Juicio sobre el atraco en un supermercado de Yuncos El cuento chino de las caretas

Un testigo clave cambia su testimonio, de manera sorpresiva, en favor de los tres acusados

Quini, con camisa oscura y en primer término, durante una de las sesiones del juicio
Quini, con camisa oscura y en primer término, durante una de las sesiones del juicio - Efe

La cuarta jornada del juicio por el atraco al supermercado de Yuncos el 5 de octubre de 2013, en el que el guardia civil Román David Gómez resultó gravemente herido, se cerró este viernes con una declaración inesperada. Uno de los testigos clave en este caso cambió su testimonio, de manera sorpresiva, en favor de los tres acusados: José Manuel Cifuentes, alias Panamá; Miguel Ángel Seoane, Quini, y Ángel García-Caro Repiso. «Lo de antes fue un cuento chino, de niños, porque me sentí coaccionado», justificó Marcos Quesada su nueva versión.

Quesada, amigo de Quini y de Panamá, había afirmado en una comparecencia anterior al juicio que Seoane y otro amigo del barrio se sentaron delante de un ordenador para elegir y comprar por internet tres caretas de látex el 5 de septiembre. Curiosamente, un mes después ocurrió el atraco en el supermercado Mercadona en Yuncos, en el que los tres asaltantes utilizaron tres caretas similares a aquellas, según confirmó este viernes el autor de la compra, Enrique Furi.

Sin embargo, en la vista oral de este viernes Marcos Quesada se retractó y afirmó que él mismo buscó las caretas, de categoría «realista», y las eligió «personalmente», sin la presencia de Quini. Este cambio inesperado lo justificó, con desdén, en supuestas coacciones de la Guardia Civil durante su toma de declaración, un sentimiento de opresión que también «sentí» durante una comparencia anterior en una sala donde estaban algunos los letrados que le escucharon este viernes.

Las caretas que supuestamente Marcos eligió en solitario, según su última versión, fueron compradas por Enrique Furi, psicólogo y profesor de música, a petición del amigo de Quini. Marcos pidió a Furi que «le hiciera el favor» de comprar las caretas por internet, y de facilitar la dirección de su domicilio, porque él no tenía tarjeta de crédito.

Para una fiesta en Ibiza

Furi, que testificó antes que Marcos, aseguró que Quini sí estaba en el mismo lugar desde donde se hizo la compra de las caretas -algo que Marcos no recordaba este viernes- y confirmó que pagó con su tarjeta bancaria los 140 euros que costaron las tres máscaras. Esta operación se realizó el 5 de septiembre de 2013. Tres semanas después, las caretas llegaron al domicilio del psicólogo, que se las entregó a Marcos.
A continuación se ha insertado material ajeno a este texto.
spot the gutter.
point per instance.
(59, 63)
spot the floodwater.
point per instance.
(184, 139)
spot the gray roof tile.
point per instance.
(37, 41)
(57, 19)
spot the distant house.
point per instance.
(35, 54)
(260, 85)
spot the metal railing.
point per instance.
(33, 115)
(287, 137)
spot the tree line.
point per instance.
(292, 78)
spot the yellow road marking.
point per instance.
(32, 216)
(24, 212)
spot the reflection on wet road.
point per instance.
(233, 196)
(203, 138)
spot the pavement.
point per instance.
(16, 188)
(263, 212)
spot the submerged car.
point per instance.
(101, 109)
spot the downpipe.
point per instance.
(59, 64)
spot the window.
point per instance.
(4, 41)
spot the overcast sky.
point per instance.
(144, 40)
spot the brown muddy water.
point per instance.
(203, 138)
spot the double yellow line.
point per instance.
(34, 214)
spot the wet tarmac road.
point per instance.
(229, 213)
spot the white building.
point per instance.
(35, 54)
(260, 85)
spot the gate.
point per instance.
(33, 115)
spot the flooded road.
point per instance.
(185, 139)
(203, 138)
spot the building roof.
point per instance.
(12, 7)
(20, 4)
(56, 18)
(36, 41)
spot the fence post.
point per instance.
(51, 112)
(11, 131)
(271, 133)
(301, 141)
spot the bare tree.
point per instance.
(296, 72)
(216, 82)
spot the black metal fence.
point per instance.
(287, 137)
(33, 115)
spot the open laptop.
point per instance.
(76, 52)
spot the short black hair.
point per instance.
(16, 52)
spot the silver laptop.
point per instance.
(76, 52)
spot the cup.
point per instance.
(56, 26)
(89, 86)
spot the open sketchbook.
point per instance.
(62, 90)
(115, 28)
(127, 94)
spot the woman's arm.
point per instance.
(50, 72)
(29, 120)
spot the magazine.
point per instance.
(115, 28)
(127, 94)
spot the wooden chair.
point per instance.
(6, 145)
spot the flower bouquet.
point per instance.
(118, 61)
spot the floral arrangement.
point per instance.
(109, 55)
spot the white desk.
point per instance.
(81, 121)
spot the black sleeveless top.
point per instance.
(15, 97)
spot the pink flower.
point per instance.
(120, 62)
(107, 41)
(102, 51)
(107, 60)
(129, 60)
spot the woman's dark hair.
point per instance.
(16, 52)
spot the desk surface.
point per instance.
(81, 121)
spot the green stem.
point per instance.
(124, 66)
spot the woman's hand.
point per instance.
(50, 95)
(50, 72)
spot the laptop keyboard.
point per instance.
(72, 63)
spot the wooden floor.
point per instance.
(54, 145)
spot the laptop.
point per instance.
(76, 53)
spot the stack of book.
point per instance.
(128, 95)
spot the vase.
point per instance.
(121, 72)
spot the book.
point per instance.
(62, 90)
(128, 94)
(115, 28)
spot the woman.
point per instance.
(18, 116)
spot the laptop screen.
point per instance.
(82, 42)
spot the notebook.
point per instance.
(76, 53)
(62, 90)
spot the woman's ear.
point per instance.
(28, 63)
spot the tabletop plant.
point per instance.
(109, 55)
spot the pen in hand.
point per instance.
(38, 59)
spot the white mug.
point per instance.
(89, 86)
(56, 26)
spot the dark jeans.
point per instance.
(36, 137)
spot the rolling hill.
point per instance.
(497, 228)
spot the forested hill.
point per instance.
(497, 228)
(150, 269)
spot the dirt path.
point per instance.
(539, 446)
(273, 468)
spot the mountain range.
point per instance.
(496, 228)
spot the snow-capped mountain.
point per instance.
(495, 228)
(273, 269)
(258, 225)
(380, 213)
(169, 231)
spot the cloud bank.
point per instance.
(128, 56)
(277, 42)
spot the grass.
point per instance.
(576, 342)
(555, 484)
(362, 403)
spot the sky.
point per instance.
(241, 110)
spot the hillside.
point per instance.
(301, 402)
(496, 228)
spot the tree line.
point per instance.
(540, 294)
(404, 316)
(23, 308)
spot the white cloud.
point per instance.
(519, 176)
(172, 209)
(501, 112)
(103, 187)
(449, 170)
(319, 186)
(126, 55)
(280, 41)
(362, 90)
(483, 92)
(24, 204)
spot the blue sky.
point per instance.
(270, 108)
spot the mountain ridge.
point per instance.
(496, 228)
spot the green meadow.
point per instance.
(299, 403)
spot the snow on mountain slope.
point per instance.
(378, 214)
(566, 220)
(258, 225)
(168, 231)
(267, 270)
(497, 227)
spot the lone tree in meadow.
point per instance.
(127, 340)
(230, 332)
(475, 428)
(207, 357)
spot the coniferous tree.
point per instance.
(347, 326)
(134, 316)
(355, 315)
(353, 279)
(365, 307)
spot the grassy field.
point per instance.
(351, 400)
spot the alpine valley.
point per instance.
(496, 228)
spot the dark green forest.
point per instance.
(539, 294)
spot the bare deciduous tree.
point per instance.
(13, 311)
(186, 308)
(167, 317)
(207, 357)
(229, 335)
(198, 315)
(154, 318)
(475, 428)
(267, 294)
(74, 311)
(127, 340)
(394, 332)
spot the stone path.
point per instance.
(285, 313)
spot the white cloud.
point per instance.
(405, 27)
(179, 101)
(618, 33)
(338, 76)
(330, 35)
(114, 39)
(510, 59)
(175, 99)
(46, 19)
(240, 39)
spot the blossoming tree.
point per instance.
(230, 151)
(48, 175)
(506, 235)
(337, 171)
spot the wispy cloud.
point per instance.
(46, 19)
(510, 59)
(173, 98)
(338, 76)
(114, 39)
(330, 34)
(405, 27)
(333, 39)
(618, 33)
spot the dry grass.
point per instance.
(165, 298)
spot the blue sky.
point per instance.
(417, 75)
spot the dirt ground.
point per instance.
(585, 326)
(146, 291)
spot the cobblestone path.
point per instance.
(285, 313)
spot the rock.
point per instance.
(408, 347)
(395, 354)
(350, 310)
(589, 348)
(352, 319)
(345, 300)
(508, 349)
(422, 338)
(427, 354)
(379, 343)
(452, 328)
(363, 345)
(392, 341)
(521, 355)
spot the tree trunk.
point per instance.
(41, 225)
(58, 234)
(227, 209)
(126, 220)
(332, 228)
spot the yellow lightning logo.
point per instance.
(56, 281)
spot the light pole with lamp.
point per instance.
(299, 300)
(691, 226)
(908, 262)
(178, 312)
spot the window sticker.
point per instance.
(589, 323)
El amigo de Quini dijo al tribunal este viernes que las caretas eran para él, porque «las necesitaba para una fiesta en Ibiza» con un amigo y una amiga, aunque no dio nombres.

El vocablo coacción ya se había escuchado en la sala este viernes durante las declaraciones de varios agentes de la Guardia Civil que participaron en la detención de Ángel García-Caro Repiso, el único de los tres procesados que ha reconocido su participación en el atraco al supermercado de Yuncos, aunque ha negado ser autor del tiroteo contra la Guardia Civil.

El abogado de García-Caro intentó aclarar si su cliente fue coaccionado por los investigadores después de la detención, algo que ellos negaron, y si su defendido fue trasladado a un hospital antes o después de declarar por presentar supuestamente una crisis de ansiedad por no consumir cocaína. Los agentes explicaron, en cambio, que García-Caro estaba tranquilo cuando le tomaron declaración en el cuartel de Valmojado (Toledo). Y añadieron que el abogado que le asistió no pidió suspender la declaración por una indisposición del detenido.